Exelixis (SF) Reports Phase 3 Success for Oral Cancer Drug Zanzalintinib
Exelixis’ TKI zanzalintinib, combined with Roche’s Tecentriq, cut the risk of death by 20% in patients with advanced colorectal cancer versus Bayer’s Stivarga combo. The result marks the first TKI–immunotherapy combo to improve survival in this setting, with FDA submission planned this year and broader “franchise” ambitions beyond colorectal cancer.
Summit Therapeutics (SF) and Akeso Report Phase 3 Win for Ivonescimab in Lung Cancer
In China’s HARMONi-6 trial, ivonescimab plus chemo cut the risk of tumor progression or death by 40% versus another PD-1 combo, extending median progression-free survival to 11.1 months in first-line squamous NSCLC. The bispecific PD-1×VEGF antibody outperformed across all PD-L1 subgroups and showed a manageable safety profile, bolstering its potential as a new immunotherapy backbone ahead of Summit’s global studies.
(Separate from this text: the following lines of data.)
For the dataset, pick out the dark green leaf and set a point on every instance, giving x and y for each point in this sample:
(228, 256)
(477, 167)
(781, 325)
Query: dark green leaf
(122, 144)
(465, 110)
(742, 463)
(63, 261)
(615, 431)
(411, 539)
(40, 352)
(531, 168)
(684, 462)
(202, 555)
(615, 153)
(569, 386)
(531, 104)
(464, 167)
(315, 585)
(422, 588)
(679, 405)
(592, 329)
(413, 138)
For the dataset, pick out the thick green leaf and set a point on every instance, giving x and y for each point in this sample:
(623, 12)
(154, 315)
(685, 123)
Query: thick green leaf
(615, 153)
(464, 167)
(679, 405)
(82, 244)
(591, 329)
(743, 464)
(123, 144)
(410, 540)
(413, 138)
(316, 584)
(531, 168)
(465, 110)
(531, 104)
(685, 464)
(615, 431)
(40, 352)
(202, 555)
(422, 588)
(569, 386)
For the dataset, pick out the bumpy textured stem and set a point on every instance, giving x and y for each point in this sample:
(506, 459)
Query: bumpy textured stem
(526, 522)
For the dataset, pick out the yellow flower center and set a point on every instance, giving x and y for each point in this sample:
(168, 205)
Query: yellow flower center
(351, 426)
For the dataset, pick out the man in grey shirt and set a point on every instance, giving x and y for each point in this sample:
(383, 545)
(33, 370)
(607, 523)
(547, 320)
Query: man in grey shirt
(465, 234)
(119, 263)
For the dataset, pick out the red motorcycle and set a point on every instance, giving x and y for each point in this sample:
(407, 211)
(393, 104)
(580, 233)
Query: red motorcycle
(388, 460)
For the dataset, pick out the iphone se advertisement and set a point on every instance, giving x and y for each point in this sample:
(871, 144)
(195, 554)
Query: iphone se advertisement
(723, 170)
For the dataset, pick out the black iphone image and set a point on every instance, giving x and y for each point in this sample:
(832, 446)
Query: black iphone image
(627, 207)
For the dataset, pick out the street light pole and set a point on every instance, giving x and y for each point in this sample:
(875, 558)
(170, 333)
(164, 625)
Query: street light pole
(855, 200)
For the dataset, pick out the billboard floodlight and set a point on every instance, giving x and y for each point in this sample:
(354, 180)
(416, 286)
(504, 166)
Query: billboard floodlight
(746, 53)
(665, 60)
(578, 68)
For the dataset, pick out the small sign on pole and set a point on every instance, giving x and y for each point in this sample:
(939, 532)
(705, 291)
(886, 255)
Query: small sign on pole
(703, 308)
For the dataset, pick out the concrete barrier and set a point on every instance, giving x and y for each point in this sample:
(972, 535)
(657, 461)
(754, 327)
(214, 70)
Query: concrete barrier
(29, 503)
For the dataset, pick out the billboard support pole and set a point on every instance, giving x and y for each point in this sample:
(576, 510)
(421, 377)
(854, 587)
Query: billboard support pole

Denali Therapeutics (SF) Faces FDA Decision Delay for Hunter Syndrome Drug
The FDA extended its review of Denali’s enzyme replacement therapy tividenofusp by three months to April 2026, after classifying updated pharmacology info as a “major amendment.” The delay stems from a technical correction to the drug’s molecular weight and isn’t expected to affect approval prospects for the therapy, which aims to treat Hunter syndrome by crossing the blood-brain barrier.
Trump Administration Announces IVF Drug Discount Deal and Broader Drug Pricing Push
President Trump unveiled an agreement with EMD Serono to cut IVF drug costs by 42–79%, with products launching in 2026 through the administration’s new TrumpRx platform; CVS Caremark and Express Scripts will also lower distribution fees. The White House is expanding its “most favored nation” pricing model to include fertility and GLP-1 weight-loss drugs, while the FDA’s new National Priority Voucher program will fast-track reviews (by up to 10 months) for affordable, U.S.-made medicines meeting major health needs.
CBO Nearly Doubles Cost of Orphan Drug Loophole Under Trump’s Tax Law
The Congressional Budget Office now estimates the 10-year cost of Trump’s orphan drug exemption at $8.8 billion, up from $4.9 billion, after finding it shields blockbuster drugs Keytruda, Opdivo, and Darzalex from Medicare price negotiations. Lawmakers criticized the provision as a “sweetheart deal” for pharma, while CBO noted uncertainty over whether subcutaneous vs. IV formulations will be treated separately could push total costs as high as $10.9 billion through 2034.